Fiery Turkish criticism against Austrian novelist overshadows Nobel ceremony
A flurry of condemnation by senior Turkish officials and Balkan countries overshadowed the Nobel Prize in Literature award ceremony on Tuesday over the winner's controversial stance on the Bosnian genocide.
Turkey, Albania, Croatia and Kosovo declared this week that they would boycott the award ceremony due to Austrian novelist Peter Handke’s close relationship with Slobodan Milosevic, the late Serbian president who presided over wars and massacres in the conflicts that accompanied the partition of Yugoslavia.
Handke has denied that a genocide was carried out by Serbian forces at Srebrenica in 1995, when more than 8,000 Bosniaks were killed, despite the United Nations recognising it as such.
“Presenting the Nobel Prize in Literature to a racist person is actually a reward to human rights violations,” Turkish President Recep Tayyip Erdogan said on Tuesday.
“This has revealed what the Nobel really is. The Nobel is a totally ideological and political institution. It doesn’t have any value to me," he added.
'Presenting the Nobel Prize in Literature to a racist person is actually a reward to human rights violations'
- Recep Tayyip Erdogan
"If they present me the prize, I would turn it down. Awarding this prize to a murderer means uniting with oppression.”
The 77-year-old writer in a press conference last week refused to talk about his stance on the Bosnian genocide.
“I prefer toilet paper, an anonymous letter with toilet paper inside, to your empty and ignorant questions,” he told a journalist enquiring about the author's opinions on the matter.
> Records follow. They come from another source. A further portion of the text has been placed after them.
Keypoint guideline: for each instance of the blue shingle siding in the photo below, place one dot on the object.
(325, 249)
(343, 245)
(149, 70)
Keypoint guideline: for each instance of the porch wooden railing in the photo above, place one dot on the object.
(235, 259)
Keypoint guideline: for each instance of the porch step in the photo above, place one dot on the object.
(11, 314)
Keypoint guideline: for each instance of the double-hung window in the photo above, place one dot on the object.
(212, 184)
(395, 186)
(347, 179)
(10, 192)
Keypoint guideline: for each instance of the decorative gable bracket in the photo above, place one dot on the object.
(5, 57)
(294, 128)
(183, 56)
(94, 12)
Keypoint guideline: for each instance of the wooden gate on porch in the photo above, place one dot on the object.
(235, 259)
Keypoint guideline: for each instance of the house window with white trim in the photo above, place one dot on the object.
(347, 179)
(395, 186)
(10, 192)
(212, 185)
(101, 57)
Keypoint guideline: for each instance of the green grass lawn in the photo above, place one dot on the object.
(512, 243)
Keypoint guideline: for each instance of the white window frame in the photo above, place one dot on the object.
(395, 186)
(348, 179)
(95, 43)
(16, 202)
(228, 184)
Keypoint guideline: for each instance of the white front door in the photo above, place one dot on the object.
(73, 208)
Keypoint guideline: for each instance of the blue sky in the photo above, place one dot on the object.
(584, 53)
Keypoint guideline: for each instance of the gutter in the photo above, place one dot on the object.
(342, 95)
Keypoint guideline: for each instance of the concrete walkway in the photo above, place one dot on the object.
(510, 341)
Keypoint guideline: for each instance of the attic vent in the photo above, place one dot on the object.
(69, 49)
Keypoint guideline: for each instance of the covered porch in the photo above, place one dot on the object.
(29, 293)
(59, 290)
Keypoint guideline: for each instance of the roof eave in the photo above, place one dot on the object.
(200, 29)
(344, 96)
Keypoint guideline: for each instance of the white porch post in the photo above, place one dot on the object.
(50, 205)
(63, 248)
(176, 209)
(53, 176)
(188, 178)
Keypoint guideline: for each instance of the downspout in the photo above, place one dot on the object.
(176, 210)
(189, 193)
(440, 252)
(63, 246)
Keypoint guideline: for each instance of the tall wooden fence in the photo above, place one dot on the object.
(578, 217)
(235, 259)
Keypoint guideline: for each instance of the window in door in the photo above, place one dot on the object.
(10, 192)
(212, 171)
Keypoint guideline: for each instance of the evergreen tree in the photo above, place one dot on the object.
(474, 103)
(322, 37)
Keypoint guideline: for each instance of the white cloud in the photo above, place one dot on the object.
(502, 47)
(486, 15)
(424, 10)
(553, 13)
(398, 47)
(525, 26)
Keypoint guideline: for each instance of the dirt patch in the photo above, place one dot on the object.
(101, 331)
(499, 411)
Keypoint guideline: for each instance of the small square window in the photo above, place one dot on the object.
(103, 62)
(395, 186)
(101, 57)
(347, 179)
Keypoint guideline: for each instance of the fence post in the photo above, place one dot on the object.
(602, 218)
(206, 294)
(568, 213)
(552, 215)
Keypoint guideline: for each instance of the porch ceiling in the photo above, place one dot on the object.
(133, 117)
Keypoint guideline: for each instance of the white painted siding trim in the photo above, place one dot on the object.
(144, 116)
One Nobel committee member has already resigned over the controversy and several demonstrations are expected on Tuesday in Stockholm, where Handke will receive his prize from Sweden's King Carl XVI Gustaf at a formal ceremony.
Meanwhile, Aziz Sancar, the Turkish 2015 Nobel Laureate in Chemistry, reacted to Handke's award by telling a Turkish newspaper that he hung a picture of Bosnian coffins in the entrance of his office to remind himself of the genocide.
"I have read in the western press that Serbians described Bosnians as Turks and they believed that they were killing Turks during the genocide. I still carry on with this agony," he said.
Since the partition of Yugoslavia in the 1990s, Turkey and Bosnia have had close relations.
Ankara participated in the Nato intervention against Serbian forces during the Yugoslav war, and an estimated two million Turkish citizens are thought to have Bosnian backgrounds.
Though Turkey ferociously attacks suggestions that Bosnians were not victims of genocide, it faces widespread criticism for its own refusal to label the mass killings of Armenians in the early 20th century with the same category.
The US Senate is currently contemplating a bill that would recognise the Armenian Genocide, though Donald Trump's administration has been blocking the legislation since October in an attempt to placate Ankara.